Comment expliquer cette phrase extraordinaire, qui nous remplit autant ? Voyons du côté de la métrique : après 5, 4 et 6 pieds se suivent six fois quatre pieds pour la description harmonieuse de cette splendide chevelure. Le déséquilibre de l’émotion chez l’enfant est ensuite transmis par une rupture de l’harmonie : 5, 4, 5 puis 4 pieds. Et pour finir, trois petits pieds marquent la frayeur de l’observateur…

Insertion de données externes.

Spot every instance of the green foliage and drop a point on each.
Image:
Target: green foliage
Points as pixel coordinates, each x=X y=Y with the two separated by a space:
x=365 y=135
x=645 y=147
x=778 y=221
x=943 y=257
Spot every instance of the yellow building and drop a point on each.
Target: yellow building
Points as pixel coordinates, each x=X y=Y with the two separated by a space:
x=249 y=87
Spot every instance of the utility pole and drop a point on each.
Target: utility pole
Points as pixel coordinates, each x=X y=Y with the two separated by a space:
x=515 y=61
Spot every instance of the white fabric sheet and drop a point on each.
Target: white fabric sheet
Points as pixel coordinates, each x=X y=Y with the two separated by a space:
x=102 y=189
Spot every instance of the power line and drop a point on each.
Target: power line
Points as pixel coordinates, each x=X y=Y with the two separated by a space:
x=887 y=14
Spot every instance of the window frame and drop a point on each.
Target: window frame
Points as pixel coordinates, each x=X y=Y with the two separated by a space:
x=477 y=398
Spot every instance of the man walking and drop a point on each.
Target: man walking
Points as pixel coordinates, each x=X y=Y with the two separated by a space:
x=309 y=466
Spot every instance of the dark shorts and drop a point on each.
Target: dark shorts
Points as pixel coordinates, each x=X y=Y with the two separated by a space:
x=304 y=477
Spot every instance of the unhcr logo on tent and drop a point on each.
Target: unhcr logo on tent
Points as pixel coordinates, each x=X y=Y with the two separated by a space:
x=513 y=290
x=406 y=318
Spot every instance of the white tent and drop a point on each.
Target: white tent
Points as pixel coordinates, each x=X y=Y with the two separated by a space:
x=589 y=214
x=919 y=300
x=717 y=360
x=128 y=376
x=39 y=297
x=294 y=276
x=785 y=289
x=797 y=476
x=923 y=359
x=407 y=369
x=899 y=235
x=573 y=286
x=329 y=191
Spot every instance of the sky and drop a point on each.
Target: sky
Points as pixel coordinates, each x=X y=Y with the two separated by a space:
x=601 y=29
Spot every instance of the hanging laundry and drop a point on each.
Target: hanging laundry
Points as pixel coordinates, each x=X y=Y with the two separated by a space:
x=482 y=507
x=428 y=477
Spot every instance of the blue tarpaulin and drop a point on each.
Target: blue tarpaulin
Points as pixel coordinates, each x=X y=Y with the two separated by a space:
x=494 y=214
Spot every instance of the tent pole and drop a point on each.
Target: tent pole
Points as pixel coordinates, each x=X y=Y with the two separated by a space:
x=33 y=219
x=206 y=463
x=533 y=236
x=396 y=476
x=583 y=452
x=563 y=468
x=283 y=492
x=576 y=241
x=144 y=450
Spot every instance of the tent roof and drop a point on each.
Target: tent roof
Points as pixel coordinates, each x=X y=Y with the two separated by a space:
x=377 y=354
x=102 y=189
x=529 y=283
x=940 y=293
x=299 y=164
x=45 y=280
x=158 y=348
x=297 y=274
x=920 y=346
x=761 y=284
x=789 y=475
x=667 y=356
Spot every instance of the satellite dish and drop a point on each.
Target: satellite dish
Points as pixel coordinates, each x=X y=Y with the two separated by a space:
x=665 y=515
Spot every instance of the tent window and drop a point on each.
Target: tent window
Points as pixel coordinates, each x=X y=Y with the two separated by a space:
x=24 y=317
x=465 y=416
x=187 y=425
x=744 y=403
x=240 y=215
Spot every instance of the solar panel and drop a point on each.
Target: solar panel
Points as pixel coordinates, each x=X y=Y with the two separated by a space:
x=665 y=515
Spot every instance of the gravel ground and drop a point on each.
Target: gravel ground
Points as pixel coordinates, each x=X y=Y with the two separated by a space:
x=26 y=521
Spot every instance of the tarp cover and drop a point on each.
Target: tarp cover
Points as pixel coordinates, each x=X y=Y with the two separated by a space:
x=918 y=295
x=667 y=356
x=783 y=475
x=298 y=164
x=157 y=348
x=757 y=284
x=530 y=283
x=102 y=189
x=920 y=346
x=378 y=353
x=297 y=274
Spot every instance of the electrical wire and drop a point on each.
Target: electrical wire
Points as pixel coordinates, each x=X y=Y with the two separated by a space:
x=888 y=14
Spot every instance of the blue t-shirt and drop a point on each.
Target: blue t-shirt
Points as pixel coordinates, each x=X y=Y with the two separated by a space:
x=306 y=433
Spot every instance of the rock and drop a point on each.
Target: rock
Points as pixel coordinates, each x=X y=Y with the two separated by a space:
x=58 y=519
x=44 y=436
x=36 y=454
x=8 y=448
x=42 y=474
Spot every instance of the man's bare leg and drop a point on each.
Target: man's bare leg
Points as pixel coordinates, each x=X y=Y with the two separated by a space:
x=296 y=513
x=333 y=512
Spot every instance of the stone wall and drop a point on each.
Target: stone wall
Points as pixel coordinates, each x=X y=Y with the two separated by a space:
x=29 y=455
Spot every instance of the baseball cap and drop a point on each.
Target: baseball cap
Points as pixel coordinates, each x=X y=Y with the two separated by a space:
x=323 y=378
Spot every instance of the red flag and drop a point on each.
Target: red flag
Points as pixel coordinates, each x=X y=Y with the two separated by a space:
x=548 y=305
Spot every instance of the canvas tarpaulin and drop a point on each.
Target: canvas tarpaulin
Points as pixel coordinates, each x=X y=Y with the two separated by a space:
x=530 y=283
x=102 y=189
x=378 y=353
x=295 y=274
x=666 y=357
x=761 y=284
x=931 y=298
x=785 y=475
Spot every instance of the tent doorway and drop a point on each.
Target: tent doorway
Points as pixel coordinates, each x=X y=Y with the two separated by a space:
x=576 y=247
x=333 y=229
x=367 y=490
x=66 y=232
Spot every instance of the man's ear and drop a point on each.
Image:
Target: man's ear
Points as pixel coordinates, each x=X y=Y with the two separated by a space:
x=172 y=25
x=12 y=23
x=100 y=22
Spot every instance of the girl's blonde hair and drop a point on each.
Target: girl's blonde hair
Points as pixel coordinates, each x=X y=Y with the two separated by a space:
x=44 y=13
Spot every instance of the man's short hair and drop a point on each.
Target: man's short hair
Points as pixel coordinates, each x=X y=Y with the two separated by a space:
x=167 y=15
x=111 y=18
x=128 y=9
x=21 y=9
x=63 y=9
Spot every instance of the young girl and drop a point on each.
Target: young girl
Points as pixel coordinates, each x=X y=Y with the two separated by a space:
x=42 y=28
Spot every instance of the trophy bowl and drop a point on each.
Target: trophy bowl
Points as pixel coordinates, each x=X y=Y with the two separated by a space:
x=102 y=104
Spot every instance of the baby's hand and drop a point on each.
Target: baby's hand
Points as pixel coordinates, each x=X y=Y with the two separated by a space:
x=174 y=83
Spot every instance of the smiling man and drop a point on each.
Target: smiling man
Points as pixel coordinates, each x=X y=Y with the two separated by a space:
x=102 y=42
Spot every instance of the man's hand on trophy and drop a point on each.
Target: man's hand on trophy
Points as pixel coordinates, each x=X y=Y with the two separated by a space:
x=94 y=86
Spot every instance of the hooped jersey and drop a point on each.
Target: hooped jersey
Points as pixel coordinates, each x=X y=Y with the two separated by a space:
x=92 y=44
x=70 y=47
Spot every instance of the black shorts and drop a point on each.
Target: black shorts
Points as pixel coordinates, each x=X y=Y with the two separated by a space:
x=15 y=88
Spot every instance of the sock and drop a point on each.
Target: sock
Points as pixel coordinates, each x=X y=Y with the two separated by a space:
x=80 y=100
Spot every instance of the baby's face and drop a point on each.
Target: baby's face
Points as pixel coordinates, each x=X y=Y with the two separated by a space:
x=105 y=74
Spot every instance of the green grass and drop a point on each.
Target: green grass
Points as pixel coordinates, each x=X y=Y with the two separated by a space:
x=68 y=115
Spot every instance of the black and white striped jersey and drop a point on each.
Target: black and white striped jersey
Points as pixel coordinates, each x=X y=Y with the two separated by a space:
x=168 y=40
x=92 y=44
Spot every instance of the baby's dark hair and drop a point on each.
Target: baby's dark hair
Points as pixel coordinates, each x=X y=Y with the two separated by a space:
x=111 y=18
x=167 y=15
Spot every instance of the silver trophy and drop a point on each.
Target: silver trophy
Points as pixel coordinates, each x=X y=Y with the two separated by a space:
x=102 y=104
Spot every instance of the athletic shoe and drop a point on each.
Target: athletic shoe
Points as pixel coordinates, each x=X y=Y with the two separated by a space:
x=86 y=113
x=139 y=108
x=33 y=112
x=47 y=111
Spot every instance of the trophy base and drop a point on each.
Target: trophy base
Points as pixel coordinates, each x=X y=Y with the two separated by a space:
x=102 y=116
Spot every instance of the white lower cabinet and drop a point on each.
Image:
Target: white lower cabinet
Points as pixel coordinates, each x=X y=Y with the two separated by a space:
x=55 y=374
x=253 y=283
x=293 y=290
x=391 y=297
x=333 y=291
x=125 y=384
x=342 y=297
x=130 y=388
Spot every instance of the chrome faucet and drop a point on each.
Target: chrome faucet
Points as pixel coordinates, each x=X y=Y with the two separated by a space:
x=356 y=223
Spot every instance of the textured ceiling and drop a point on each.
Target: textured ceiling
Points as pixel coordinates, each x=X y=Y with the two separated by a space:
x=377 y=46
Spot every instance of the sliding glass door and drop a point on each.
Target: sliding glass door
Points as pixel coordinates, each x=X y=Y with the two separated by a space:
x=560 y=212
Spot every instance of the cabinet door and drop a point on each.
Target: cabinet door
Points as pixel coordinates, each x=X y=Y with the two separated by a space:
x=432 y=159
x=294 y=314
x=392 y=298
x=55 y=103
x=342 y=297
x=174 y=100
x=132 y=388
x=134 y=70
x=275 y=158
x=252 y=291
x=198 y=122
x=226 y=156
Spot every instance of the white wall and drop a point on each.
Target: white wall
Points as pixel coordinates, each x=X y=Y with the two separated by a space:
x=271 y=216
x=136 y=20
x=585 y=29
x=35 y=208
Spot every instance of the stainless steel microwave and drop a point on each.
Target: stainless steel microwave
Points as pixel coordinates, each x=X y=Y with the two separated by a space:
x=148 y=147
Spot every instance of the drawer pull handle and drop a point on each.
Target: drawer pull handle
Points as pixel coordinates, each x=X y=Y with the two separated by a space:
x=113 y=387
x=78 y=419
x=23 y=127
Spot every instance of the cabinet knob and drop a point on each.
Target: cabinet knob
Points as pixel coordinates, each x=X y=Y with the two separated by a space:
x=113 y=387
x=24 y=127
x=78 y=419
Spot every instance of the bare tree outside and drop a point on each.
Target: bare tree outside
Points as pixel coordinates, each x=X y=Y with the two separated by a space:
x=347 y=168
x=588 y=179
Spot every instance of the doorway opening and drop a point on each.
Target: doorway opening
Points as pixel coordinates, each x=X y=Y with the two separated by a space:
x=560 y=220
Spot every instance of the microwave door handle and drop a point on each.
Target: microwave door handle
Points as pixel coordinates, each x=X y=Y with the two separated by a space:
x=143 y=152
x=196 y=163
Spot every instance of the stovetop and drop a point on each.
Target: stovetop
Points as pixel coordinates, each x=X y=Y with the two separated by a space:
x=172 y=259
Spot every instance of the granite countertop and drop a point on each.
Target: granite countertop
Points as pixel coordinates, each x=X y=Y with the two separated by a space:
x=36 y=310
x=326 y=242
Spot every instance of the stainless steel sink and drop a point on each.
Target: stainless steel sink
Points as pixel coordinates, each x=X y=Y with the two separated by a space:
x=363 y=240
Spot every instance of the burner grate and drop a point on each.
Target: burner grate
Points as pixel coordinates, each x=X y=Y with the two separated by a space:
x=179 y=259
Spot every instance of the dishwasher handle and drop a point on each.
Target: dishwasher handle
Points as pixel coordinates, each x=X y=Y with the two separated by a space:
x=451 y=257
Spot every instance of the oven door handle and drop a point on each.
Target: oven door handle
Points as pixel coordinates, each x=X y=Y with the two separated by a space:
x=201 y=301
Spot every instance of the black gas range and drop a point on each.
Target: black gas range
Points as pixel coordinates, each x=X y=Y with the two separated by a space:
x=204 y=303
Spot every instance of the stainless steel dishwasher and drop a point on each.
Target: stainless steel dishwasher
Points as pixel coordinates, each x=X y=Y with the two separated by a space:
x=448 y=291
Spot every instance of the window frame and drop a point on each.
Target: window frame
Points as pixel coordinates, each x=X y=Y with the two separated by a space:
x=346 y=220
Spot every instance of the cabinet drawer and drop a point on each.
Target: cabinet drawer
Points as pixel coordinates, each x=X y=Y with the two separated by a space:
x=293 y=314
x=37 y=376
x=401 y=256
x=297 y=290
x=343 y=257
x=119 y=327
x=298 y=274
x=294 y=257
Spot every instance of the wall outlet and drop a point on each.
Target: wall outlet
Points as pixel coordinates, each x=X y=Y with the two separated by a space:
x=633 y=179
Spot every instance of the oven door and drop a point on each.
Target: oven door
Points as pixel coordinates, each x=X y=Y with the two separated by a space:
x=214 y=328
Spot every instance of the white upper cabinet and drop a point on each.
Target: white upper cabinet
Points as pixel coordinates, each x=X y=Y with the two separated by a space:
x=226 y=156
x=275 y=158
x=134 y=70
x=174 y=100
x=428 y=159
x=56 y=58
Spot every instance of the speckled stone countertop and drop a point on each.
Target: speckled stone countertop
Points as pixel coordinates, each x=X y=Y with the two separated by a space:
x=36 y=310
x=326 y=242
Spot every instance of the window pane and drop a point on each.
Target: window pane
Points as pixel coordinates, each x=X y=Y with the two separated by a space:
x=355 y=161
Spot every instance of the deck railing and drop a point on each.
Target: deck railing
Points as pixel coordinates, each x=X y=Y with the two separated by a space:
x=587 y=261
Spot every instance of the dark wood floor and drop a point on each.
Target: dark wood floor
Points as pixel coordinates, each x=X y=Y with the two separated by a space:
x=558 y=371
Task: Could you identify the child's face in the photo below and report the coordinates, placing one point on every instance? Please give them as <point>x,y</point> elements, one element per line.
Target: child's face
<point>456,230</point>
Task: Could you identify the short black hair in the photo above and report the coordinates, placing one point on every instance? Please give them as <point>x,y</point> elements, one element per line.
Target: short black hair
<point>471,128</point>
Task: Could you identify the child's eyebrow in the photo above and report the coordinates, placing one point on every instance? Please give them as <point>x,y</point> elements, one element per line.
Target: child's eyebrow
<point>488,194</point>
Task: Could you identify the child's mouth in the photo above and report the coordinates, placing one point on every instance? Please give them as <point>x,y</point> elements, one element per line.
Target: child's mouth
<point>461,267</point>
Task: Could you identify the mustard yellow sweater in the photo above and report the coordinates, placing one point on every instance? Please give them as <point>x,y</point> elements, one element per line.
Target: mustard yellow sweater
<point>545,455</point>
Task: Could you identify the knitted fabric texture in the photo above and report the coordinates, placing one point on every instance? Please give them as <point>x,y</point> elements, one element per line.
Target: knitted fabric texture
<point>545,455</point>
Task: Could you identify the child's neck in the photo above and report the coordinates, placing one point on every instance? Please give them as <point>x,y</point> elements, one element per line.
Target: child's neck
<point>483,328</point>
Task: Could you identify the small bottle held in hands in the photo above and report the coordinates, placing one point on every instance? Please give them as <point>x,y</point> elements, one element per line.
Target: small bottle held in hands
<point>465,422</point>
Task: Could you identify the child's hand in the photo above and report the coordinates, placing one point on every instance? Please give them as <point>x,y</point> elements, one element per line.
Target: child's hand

S’il est difficile d’écrire en vers, écrire une prose forte est encore plus difficile. Se rapporter à la métrique quand on écrit, compter les syllabes et sentir le rythme, voilà ce qui nous aide à écrire une prose forte. Il faut se battre pour que toutes nos phrases soient ainsi. Les phénomènes rythmiques sont, dans la prose, des paramètres essentiels.

Lucie Roignant

Indications bibliographiques :

Grammont, Maurice, Petit traité de versification française, Armand Colin, 2008.

Warnant, Léon, Dictionnaire des rimes orales et écrites, Larousse, 2001.